Galen Robinson Jr. knows Houston’s rich history well even though it came more than a decade before he was born. And having grown up in Houston, he takes special pride in helping bring the Cougars back into the national spotlight after years of struggles.
“I knew it was a drought and I knew that coach Sampson was going to be the coach to get us over the hump,” Robinson said. “And when the rankings were released and it said we were the highest-ranked Houston team since Phi Slama Jama, to even be in the same sentence with Phi Slama Jama, that’s basketball royalty. And to be able to bring life back to Houston basketball, it’s priceless.”

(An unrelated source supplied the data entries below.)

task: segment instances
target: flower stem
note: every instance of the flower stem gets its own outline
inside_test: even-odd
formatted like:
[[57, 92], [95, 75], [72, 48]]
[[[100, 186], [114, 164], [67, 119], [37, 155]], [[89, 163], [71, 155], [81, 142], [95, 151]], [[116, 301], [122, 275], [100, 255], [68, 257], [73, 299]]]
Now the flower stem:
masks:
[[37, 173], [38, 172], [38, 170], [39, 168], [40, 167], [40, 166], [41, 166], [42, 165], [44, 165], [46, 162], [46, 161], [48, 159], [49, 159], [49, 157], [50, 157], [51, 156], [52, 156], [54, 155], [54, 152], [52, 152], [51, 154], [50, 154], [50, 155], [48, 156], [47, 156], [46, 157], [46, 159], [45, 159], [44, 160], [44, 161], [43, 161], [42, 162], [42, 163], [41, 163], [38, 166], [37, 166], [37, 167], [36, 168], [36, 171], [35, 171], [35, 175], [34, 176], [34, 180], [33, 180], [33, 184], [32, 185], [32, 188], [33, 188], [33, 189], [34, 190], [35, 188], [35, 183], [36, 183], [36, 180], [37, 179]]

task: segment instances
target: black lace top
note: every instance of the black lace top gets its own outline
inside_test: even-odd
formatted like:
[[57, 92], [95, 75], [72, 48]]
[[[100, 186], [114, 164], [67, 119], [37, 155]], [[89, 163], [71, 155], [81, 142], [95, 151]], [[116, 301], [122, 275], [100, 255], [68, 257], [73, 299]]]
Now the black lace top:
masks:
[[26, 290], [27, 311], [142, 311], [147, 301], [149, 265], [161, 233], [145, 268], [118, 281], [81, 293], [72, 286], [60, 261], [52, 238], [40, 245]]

Sampson last year guided Houston to its first NCAA appearance since 2010 and the Cougars fell one win short of the Sweet Sixteen on a buzzer-beating 3-pointer by Michigan. So it was back to the drawing board. He said he loves the sense of responsibility each member of his team has in representing the school on and off the court.
“We work at chemistry,” he said. “We weed out egos and prima donnas and entitlement. That’s the first thing that’s got to go … you’re walking into an environment where the most important thing I could teach these kids is that they’re playing for something bigger than you.”
Armoni Brooks, who is second to Davis on the team in scoring, has bought into Sampson’s philosophy because he believes his coach is always “looking out for your best interest.”
“He’ll always do what he feels like is right for the team,” Brooks said. “And we all have that in our hearts in the first place and we just want to help the team succeed in any way possible.”
Davis recalled Sampson’s honesty during a recruiting trip and said he found it refreshing.
“On my visit we were sitting in the practice facility and he said: ’I’m just going to let you know right now that you’re walking into a guard-heavy situation so you’re going to have to earn every minute you play,’” Davis said. “And I looked at him and it took me aback, but that’s the moment where I was like: ’OK this is where I need to be.’”
Just as Sampson has seen Kellen and Lauren grow into adults working on his staff, he has seen his basketball family grow and mature throughout the season.
“They went from hoping they could win, to thinking they could win, to knowing they could win,” Sampson said.
The Cougars say they are far from done. They have their eyes on not only matching Phi Slama Jama’s success, but exceeding those teams by finally bringing a national championship to their sparkling new facilities in the shadow of downtown Houston.
“We’re not satisfied with where we are,” Brooks said. “We’re still hungry. We’ve still got a lot more to prove and we’re going to keep playing with that chip on our shoulder.”